Kenali PPOK, Penyakit Penyebab Kematian Tertinggi Ketiga di Dunia
Ada beberapa defenisi PPOK berdasarkan Global Initiative for Chronic Obstructive Lung Disease (GOLD).
Penulis: Aisyah Nursyamsi
Editor: Malvyandie Haryadi
Laporan Wartawan Tribunnews.com, Aisyah Nursyamsi
TRIBUNNEWS.COM, JAKARTA- Kerap dipandang sebelah mata, penyakit paru obstruktif kronis (PPOK) ternyata penyakit penyebab kematian tertinggi ketiga di dunia.
Menurut data Organisasi Kesehatan Dunia atau WHO, penyakit ini menyebabkan 3,23 juta kematian pada 2019.
Menurut Dokter dari Perhimpunan Dokter Paru Indonesia (PDPI) dr. Arief Bakhtiar, Sp.P(K), merupakan penyakit tidak menular, dan menjadi masalah global dan Indonesia.

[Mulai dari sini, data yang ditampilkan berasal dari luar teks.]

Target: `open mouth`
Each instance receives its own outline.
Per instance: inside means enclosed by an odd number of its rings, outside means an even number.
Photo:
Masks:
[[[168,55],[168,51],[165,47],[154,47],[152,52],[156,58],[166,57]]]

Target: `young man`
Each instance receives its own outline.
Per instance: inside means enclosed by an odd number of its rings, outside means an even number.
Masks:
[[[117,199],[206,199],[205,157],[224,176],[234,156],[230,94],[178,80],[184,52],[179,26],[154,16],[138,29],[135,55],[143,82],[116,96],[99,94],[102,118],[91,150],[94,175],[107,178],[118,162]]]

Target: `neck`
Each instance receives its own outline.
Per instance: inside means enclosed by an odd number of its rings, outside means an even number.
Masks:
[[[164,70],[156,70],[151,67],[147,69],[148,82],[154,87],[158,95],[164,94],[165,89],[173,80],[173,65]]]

Ada beberapa defenisi PPOK berdasarkan Global Initiative for Chronic Obstructive Lung Disease (GOLD).
Baca juga: Penyakit Paru Obstruktif Kronik (PPOK) Tak Dapat Sembuh
Pertama, kondisi paru yang heterogen.
"Kedua, disertai gejala pernapasan paru kornik seperti sesak, batuk dan produksi dahak," ungkapnya secara virtual, Rabu (16/11/2022).

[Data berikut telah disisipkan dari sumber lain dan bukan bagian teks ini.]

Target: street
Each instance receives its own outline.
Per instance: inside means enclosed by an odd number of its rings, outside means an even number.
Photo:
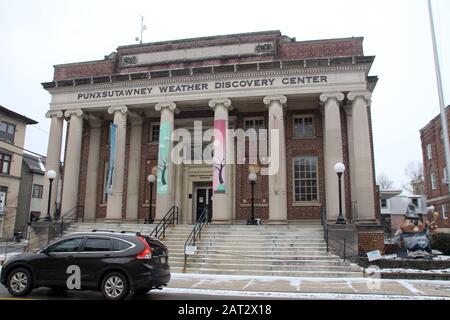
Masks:
[[[239,295],[210,295],[173,292],[170,289],[155,290],[144,296],[129,295],[128,300],[252,300],[252,297]],[[258,300],[274,300],[280,298],[258,297]],[[0,300],[104,300],[100,292],[95,291],[67,291],[63,294],[53,293],[50,289],[39,288],[33,290],[26,297],[18,298],[9,294],[8,290],[0,284]]]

Ketiga, karena abrnomalitas saluran pernapasan.
Keempat, terjadi hambatan aliran udara persisten, sering progresif.
Setidaknya ada beberapa gejala yang bisa dikenali oleh masyarakat.
Di antaranya seperti sesak nafas yang menetap dan bertambah berat seiring waktu.
Lalu batuk berdahak yang lama, dada terasa berat dan napas berbunyi 'ngik-ngik.'
Selain itu tubuh mereka yang mengalami PPOK cepat merasa lelah.
PPOK tidak dapat dihilangkan, kata dr Arief, terapi bisa mengurangi gejala pada pasien, sehingga dapat menjalani hidup dengan baik.
"Di sini kita lihat tidak ada tujuan (terapi) untuk menyembuhkan, tidak ada. Jadi kita harus sampaikan, sekali terdiagnosis, maka selamatnya akan melekat," paparnya.
Terapi untuk penyakit PPOK biasanya meliputi farmakologi atau obat-obatan maupun non-farmakologi, tambahnya.
Dan terapi PPOK, kata dr Arief bersifat sepanjang umur pada si pasien.